Donald Anderson, leader of the Scottish Republican Socialist Movement, which organises the annual rally on the nearest Saturday to the anniversary of Robert the Bruce’s 1314 victory, said there had been “the usual march” from the town to the Heritage Centre.
He told the court: “I was the organiser and MC at the microphone.
“There was a band from Coatbridge called the United Irishmen Republican Flute Band.
“My friend Bruce Ogilvie was with me. He wasn’t pleased about the Irish band being present. He was angry and upset. He was shouting things at the band. A few shouted back.
“The bandmaster had to restrain the band members. They all wanted to fight with Bruce - it got to that stage.
“I had to explain to Bruce there were Irishmen at Culloden and he was calmed down.
“Then the rally finished and we all marched off to the pub.”
Cross-examined, Mr Anderson, 82, said there had been “a noise of shouting and swearing, but no fisticuffs”.
Paul Lee, a former soldier monitoring the rally with a bodycam and two-way radio, said Ogilvie had been called “an Orange bastard” by someone present.
Mr Lee, 54, said: “The atmosphere was friendly, with young and old people and weans, but it changed.
“There were a load of Spaniards who were kicking up about a Catalan flag and that was what actually kicked it off.
“I stepped in to split it up.
“It really got out of hand. There were nasty words said from both sides.”
Mr Lee, from Falkirk, agreed with prosecutor Ashley Smith that when police phoned him up a few weeks after the incident - which occurred on June 10th 2017 - he had stated that Ogilvie, who was wearing a black top with “Gaelic symbols on it”, had “attended with some stragglers, one carrying a Scottish flag” and stood near a contingent from the William Wallace Society.

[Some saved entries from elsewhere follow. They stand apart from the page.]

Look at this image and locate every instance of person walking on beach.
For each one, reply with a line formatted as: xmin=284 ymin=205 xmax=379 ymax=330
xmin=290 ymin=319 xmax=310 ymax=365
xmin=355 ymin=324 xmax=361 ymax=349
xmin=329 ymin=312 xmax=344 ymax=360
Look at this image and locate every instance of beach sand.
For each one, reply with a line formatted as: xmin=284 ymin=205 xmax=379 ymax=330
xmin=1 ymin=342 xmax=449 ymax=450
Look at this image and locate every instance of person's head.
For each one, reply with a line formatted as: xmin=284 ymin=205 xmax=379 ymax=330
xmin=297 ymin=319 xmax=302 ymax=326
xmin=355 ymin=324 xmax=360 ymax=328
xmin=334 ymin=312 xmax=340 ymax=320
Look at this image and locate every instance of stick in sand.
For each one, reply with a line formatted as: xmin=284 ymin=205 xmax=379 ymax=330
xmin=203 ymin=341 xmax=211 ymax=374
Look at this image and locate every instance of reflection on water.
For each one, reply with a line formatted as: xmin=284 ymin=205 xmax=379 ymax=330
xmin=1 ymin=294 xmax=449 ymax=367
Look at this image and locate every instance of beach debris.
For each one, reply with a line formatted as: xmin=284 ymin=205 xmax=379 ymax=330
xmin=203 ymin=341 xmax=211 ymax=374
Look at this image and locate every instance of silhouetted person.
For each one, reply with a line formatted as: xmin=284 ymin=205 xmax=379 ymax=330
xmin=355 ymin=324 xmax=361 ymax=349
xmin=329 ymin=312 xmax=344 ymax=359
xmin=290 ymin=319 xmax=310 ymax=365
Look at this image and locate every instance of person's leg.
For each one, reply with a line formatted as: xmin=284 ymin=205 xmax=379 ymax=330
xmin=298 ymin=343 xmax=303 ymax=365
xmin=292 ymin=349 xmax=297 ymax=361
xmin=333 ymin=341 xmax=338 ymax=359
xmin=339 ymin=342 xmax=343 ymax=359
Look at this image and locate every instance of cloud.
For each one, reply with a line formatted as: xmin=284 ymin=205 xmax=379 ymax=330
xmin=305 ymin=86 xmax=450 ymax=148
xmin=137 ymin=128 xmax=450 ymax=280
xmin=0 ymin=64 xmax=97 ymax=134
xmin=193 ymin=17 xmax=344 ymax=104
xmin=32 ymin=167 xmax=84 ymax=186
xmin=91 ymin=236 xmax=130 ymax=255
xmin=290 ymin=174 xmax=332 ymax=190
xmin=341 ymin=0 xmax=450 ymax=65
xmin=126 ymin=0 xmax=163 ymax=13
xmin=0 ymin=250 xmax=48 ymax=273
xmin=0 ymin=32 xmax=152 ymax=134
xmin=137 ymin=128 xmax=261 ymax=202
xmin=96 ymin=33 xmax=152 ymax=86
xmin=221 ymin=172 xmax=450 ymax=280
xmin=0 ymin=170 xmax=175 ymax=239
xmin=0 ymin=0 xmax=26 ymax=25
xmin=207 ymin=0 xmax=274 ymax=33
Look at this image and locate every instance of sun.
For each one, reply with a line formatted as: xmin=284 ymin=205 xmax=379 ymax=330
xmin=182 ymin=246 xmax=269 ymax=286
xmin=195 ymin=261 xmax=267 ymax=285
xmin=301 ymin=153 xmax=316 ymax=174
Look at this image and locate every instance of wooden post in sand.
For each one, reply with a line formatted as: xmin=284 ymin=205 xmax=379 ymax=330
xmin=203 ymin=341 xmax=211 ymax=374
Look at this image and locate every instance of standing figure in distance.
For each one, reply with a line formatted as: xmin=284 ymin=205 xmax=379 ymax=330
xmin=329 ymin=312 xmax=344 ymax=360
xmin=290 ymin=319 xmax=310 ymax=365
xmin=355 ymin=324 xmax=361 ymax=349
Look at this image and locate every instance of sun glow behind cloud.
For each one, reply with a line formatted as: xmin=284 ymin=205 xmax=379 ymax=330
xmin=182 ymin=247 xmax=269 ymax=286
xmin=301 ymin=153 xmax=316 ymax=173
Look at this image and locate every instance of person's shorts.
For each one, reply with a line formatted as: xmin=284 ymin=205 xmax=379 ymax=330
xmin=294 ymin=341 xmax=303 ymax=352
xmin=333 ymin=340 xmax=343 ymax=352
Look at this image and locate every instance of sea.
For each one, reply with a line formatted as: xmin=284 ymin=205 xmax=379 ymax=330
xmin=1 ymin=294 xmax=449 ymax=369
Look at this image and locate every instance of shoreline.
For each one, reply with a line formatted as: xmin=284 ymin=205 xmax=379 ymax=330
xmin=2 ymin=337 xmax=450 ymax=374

He told the police officer: “Bruce Ogilvie started shouting at the Irish flute band.”
But he agreed with solicitor Norman Fraser, for Ogilvie, that it had simply been a telephone conversation - he had not gone to the police station and had neither made nor signed a formal statement. He said he had memory problems and could not recall exactly what he had told the officer.
Ogilvie, of Montrose, denied threatening and abusive behaviour, shouting and swearing, and uttering sectarian remarks.
Submitting no case to answer, Mr Fraser said that “anti-Irish, anti-Catholic” slogans were “alien” to Ogilvie.
He said: “They are not expressions he has used.”
Justice of the Peace Dr Vicki Nash upheld the submission.
She said the police statement was insufficiently corroborated and found Ogilvie - who therefore had no opportunity to give evidence himself - not guilty.
Siol nan Gaidheal was formed in 1978. It does not classify itself as a political party and claims the “fostering of Scottish ethnicity as the bedrock of Scottish nationality should in turn form the basis for Scottish citizenship”. Members were officially banned from the SNP in 1982 by then party leader Gordon Wilson, who described it as “proto-fascist”.
However, Mr Ogilvie appears to have been involved in the SNP until much later. He was active in its Bannockburn branch in 2005 and was pictured with Alex Salmond, then First Minister, and local SNP election candidates in 2009.